Une quinzaine d’Etats ont depuis interdit l’avortement sur le sol. Jeudi, le parlement de Floride l’a proscrit au-delà de six semaines de grossesse. C’est cette même Cour suprême, dominée par les conservateurs depuis son profond remaniement par Donald Trump, qui est appelée à se saisir du dossier de la pilule, alimentant les spéculations sur son avenir.
Parallèlement, une coalition d’Etats démocrates ont saisi un autre tribunal à la fin du mois de février pour tenter de préserver cette pilule.
La confusion règne
Moins d’une heure après la décision du juge Kacsmaryk, un de ses confères, le juge Thomas Rice, nommé par Barack Obama et siégeant dans l’Etat de Washington, avait estimé que la mifépristone était « sûre et efficace » et avait interdit à la FDA de retirer son agrément dans les 17 Etats à l’origine du recours.
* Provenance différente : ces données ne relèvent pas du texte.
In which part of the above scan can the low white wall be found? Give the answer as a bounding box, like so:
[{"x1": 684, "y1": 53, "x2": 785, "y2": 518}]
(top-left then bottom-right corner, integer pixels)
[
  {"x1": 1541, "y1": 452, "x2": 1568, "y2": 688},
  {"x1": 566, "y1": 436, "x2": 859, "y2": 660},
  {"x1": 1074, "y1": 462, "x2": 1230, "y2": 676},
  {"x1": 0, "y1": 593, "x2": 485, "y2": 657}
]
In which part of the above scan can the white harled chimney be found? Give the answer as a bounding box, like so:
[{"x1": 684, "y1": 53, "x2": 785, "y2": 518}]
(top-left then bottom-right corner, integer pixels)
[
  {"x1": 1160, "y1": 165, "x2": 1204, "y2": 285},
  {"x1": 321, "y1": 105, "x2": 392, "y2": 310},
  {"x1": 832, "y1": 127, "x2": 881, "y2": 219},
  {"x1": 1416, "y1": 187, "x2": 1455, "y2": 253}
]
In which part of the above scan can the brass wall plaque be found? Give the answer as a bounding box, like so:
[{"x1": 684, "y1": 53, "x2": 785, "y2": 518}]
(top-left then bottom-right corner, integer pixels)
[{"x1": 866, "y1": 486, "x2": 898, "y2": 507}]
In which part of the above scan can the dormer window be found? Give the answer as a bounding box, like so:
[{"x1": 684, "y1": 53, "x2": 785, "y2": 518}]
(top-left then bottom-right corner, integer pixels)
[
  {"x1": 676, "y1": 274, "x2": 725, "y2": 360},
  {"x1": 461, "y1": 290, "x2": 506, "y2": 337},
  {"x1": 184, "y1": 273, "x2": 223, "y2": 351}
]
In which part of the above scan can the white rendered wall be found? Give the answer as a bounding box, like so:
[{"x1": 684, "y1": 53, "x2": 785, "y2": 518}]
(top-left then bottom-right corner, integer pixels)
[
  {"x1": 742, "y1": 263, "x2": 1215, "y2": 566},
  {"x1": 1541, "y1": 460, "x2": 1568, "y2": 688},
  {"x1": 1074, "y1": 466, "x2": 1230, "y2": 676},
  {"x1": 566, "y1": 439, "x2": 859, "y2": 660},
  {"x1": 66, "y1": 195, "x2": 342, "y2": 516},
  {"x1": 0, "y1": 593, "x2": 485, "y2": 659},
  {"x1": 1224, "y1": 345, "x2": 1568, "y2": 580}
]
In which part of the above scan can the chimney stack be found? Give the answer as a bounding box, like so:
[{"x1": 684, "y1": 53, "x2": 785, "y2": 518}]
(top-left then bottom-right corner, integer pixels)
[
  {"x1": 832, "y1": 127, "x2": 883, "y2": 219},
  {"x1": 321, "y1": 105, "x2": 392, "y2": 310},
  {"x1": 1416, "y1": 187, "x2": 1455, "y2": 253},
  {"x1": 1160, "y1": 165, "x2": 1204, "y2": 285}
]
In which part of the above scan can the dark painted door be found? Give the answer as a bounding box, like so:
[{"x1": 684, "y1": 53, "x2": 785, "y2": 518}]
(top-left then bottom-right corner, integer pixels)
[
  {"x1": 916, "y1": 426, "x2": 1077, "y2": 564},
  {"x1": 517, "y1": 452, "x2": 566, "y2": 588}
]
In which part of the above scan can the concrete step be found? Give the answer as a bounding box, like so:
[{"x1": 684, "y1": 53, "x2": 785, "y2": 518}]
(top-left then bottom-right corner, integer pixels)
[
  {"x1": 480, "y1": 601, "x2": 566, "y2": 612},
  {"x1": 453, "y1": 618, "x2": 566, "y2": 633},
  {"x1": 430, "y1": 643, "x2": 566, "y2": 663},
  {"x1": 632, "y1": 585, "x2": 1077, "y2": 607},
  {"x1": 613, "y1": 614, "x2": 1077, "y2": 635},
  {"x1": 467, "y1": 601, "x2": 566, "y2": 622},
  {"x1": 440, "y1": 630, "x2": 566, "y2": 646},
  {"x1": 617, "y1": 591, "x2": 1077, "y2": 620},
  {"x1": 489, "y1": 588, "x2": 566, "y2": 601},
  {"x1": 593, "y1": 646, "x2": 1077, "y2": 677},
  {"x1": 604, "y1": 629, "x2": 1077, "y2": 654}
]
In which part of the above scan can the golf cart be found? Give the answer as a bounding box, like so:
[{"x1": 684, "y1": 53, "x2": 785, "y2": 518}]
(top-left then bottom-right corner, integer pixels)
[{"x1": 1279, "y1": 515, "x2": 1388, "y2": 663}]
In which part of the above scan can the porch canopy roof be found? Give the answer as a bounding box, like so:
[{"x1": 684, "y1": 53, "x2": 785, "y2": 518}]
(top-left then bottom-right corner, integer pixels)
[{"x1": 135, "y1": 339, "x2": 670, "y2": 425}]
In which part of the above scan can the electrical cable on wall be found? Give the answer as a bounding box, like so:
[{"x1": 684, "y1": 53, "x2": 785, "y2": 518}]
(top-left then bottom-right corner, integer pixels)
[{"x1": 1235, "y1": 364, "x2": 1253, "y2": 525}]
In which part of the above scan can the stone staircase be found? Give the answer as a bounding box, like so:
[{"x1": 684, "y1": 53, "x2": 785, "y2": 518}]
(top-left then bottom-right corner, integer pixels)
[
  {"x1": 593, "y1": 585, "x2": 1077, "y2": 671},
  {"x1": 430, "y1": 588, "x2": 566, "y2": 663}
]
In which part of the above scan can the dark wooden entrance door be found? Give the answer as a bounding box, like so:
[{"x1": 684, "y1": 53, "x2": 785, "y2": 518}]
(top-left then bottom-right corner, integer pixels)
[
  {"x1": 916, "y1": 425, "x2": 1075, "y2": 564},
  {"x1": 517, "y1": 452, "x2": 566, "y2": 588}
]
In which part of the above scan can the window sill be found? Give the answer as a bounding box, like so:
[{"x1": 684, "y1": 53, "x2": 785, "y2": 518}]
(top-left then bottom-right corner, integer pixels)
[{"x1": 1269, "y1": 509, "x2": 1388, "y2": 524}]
En attendant une décision de la haute cour, la confusion régnait sur les effets concrets de la décision de la cour d’appel mercredi. « Nous ne savons pas encore comment l’arrêt sera interprété par les entreprises qui distribuent la mifépristone, les médecins et les tribunaux », a alerté le réseau d’information sur les pilules abortives Plan C.